After making striking observations and some scathing remarks:
“The A.P. Shops and Establishments Act (Act No. 15 of 1966) was enacted in the year 1966. Section 40 of Act, 1966 provided for conditions for terminating the service of an employee and payment of gratuity. The said provision was amended in the year 1976 by reason of Act No.53 of 1976 and ultimately Act, 1966 was repealed by the present Act, 1988. Section 47 of Act, 1988 provides for conditions for terminating the services of an employee, payment of service compensation for termination, retirement, resignation etc. For convenience sake, the unamended Section 40 of Act, 1966, the amended Section as existed in 1976 as also Section 47 of Act, 1988 may be tabulated as under:”
“Sub-section (4) of Section 47………..thereof is arbitrary, oppressive, discriminatory and violative of Article 14 of the Constitution”
“main challenge in the writ petition is as to the constitutional validity of the provisions of
Sub-sections (3) and (4) of Section 47 of the Shops Act.”
‘16. Undisputedly, the constitutionality of the unamended provisions of Section 40(1) and (3) of Act, 1966 came up for consideration before a Division Bench of this Court in SURYAPET MARKET CO-OPERATIVE SOCIETY V. MUNSIF MAGISTRATE, SURYAKPET AND ORS., 1972 (2) ALT 163. The said provision was declared ultra vires Article 14 of the Constitution inter alia”

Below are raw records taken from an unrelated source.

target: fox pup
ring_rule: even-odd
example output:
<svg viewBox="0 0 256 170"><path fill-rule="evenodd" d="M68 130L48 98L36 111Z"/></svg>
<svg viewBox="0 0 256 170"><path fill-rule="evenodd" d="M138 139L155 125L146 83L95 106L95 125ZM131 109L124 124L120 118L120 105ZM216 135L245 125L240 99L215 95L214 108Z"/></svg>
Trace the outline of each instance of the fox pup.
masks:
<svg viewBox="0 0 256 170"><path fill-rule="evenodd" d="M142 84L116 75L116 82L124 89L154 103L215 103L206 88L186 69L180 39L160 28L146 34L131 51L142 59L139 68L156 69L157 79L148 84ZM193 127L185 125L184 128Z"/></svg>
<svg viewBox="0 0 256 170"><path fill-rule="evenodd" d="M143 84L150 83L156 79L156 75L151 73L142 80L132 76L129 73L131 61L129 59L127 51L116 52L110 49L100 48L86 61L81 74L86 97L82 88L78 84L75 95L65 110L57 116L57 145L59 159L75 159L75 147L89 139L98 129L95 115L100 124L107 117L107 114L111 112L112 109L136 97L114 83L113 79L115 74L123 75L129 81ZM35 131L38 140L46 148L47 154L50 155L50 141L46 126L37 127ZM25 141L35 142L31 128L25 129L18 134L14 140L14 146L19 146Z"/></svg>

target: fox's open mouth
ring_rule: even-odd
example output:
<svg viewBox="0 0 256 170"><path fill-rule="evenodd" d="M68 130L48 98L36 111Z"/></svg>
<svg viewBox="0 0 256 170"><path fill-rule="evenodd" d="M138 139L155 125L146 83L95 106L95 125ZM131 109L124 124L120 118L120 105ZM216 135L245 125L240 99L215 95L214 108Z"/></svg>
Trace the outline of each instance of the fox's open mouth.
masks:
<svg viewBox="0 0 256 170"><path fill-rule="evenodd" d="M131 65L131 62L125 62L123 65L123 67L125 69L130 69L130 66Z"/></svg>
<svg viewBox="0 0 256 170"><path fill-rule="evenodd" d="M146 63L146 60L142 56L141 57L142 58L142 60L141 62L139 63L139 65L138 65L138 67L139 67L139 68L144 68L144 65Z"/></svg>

“Any law which is inconsistent with the provisions of the Constitution, to the extent of such inconsistency, is void and ineffective under Article 13 of the Constitution.”
‘18. Sub-section (1) of Section 47 provides that no employer shall without a reasonable cause, terminate the service of an employee”
‘20. Contract of service is basically a contract between the parties. Only when the conditions of service are governed by a statute, statutory provisions shall prevail over the agreed conditions.”
28. the Supreme Court held: “A piece of subordinate legislation does not carry the same degree of immunity which is enjoyed by a statute passed by a competent legislature.”
“75. In India arbitrariness is not a separate ground since it will come within the embargo of Article 14 of the Constitution.”
“We do not, therefore find much substance in the contention that the Courts cannot at all exercise judicial control over the impugned notifications. In cases where the power vested in the Government is a power, which has got to be exercised in the public interest, as it happens to be here, the Court may require the Government to exercise that power in a reasonable way in accordance with the spirit of the Constitution.”
42.
46. Where the Act is ambiguous the doctrine of justness and reasonableness must be invoked.
47. Can in a situation of this nature, the statute be interpreted to mean that even those who have left the service would be entitled to service compensation.
48. If the provisions of the Act to be given effect to, the same will be counterproductive.
58. The service conditions and the extent of their protection are not fundamental rights They are creatures of either statute or of the contract of employment. What Service conditions would be available to particular employees, whether they are liable to be varied, and to what extent are matters governed either by statute or the terms of contract. The legislature cannot be mandated to prescribe and secure particular service conditions
to the employees or a particular set of employees. The service conditions and the extent of their protection as well as the set of employees in respect of whom they may be prescribed and protected are all matters to be left to the legislature. Hence when a legislation extends protective umbrella to the employees of a particular class, ii cannot be faulted so long as the classification made is intelligible and has rational nexus to the object sought to be achieved.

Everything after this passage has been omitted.